The government is expected to constitute the 16th Finance Commission by end of November, Finance Secretary T V Somanathan said.

Finance Commission is a constitutional body that gives suggestions on Centre-State financial relations.

It suggests, among other things, the ratio in which tax is to be divided between the Centre and States for five years, beginning April 1, 2026.

“The Finance Commission is expected to be constituted by end of November because that’s the statutory requirement,” he told PTI in an interview.

Terms of Reference (ToR) for the Commission is being finalised, he said.

The previous Finance Commission submitted its report on November 9, 2020, for the 5 fiscals — 2021-22 to 2025-26 — to the President.

The 15th Commission under N.K. Singh had kept the tax devolution ratio at 42% — at the same level suggested by the 14th Commission.

The Central government accepted the report of the commission, and accordingly, the States are being given 42% of the divisible tax pool of the Centre during the period 2021-22 to 2025-26.

The 15th finance commission’s recommendations include the fiscal deficit, debt path for the Union and States, and additional borrowing room to states based on performance in power sector reforms.

As per the glide path for fiscal consolidation, the government aims to bring down the fiscal deficit to 4.5% of gross domestic product (GDP) by the 2025-26 fiscal.

For the current fiscal, the deficit is projected at 5.9% of GDP, lower than 6.4% in the last fiscal ended March 31, 2023.

He also said the government will stick to the fiscal deficit target of 5.9% of the GDP as robust tax, non-tax collections will help meet the spending requirement and make up for any shortfall in disinvestment proceeds.

Although there would be a shortfall with respect to disinvestment, he said, this shortfall would be met by non-tax revenue mobilisation.

“Disinvestment target is unlikely to be met.

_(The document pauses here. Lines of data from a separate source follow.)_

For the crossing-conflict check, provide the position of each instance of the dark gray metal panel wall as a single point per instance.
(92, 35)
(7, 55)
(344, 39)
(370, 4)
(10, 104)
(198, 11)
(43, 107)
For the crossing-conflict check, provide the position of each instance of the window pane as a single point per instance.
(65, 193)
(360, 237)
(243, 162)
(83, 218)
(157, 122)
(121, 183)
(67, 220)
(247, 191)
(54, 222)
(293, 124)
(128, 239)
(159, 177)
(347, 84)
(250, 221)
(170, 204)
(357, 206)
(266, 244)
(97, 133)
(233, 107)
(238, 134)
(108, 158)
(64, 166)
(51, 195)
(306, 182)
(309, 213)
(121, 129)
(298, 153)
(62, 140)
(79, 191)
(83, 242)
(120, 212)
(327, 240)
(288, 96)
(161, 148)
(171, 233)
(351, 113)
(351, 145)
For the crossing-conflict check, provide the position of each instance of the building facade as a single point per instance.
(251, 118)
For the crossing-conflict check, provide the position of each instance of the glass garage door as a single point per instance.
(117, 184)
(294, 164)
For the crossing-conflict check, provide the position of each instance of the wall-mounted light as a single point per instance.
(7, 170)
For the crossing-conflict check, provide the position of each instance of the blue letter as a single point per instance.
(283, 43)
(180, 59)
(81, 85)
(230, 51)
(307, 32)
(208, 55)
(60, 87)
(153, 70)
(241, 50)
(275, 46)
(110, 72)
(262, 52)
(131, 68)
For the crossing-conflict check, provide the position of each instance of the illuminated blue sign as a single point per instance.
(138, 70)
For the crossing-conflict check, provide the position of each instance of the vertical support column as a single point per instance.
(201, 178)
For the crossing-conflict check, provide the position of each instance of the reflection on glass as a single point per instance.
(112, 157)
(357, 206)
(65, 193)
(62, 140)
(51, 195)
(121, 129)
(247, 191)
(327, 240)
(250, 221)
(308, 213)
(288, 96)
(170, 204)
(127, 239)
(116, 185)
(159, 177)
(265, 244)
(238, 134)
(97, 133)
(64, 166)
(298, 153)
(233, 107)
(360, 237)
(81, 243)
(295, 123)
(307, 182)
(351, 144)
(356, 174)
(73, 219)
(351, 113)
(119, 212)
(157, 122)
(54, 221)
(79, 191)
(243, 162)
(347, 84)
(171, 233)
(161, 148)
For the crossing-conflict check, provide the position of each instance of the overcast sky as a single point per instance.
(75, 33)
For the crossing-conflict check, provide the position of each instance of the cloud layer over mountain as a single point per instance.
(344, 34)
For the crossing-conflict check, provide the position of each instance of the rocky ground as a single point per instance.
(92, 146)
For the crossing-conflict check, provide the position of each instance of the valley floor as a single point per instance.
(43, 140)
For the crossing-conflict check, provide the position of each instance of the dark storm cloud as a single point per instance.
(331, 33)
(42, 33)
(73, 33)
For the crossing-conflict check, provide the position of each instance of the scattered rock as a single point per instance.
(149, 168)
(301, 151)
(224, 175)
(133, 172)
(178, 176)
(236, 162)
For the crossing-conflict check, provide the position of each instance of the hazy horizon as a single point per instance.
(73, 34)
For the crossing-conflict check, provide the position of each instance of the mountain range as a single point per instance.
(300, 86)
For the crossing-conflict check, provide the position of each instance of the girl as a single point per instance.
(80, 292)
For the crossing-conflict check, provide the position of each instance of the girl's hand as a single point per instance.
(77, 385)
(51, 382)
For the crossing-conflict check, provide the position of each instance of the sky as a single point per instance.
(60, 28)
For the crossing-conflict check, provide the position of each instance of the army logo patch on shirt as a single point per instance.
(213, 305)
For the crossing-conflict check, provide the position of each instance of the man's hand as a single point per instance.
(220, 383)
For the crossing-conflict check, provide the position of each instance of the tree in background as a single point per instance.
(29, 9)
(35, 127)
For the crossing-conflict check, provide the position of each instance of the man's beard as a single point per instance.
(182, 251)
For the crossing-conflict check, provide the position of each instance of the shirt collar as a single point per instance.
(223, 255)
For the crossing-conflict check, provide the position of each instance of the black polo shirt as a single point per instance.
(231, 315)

However, I would say in aggregate the collective amount between disinvestment and non-tax revenue is likely to be very close to the budget,” he said.

The total of disinvestment receipts, plus non-tax receipts are likely to be very close to the Budget Estimates, he said.

“We expect to adhere to our fiscal deficit target this year…none of the events so far have caused anything for us to deviate from it,” he said.

The government has already got a higher dividend from the Reserve Bank of India and expects higher dividends from public sector banks and other PSUs than estimated in the Budget.

The Reserve Bank of India in May approved a ₹87,416-crore dividend payout to the central government for 2022-23, nearly triple of what it paid in the preceding year. The government was expecting ₹48,000 crore from the RBI, public sector banks and financial institutions in the current fiscal.

The dividend payout by the RBI was ₹30,307 crore for the accounting year 2021-22. With public sector banks posting record profits of over ₹1 lakh crore in fiscal 2022-23, the government’s earnings from them are likely to be higher.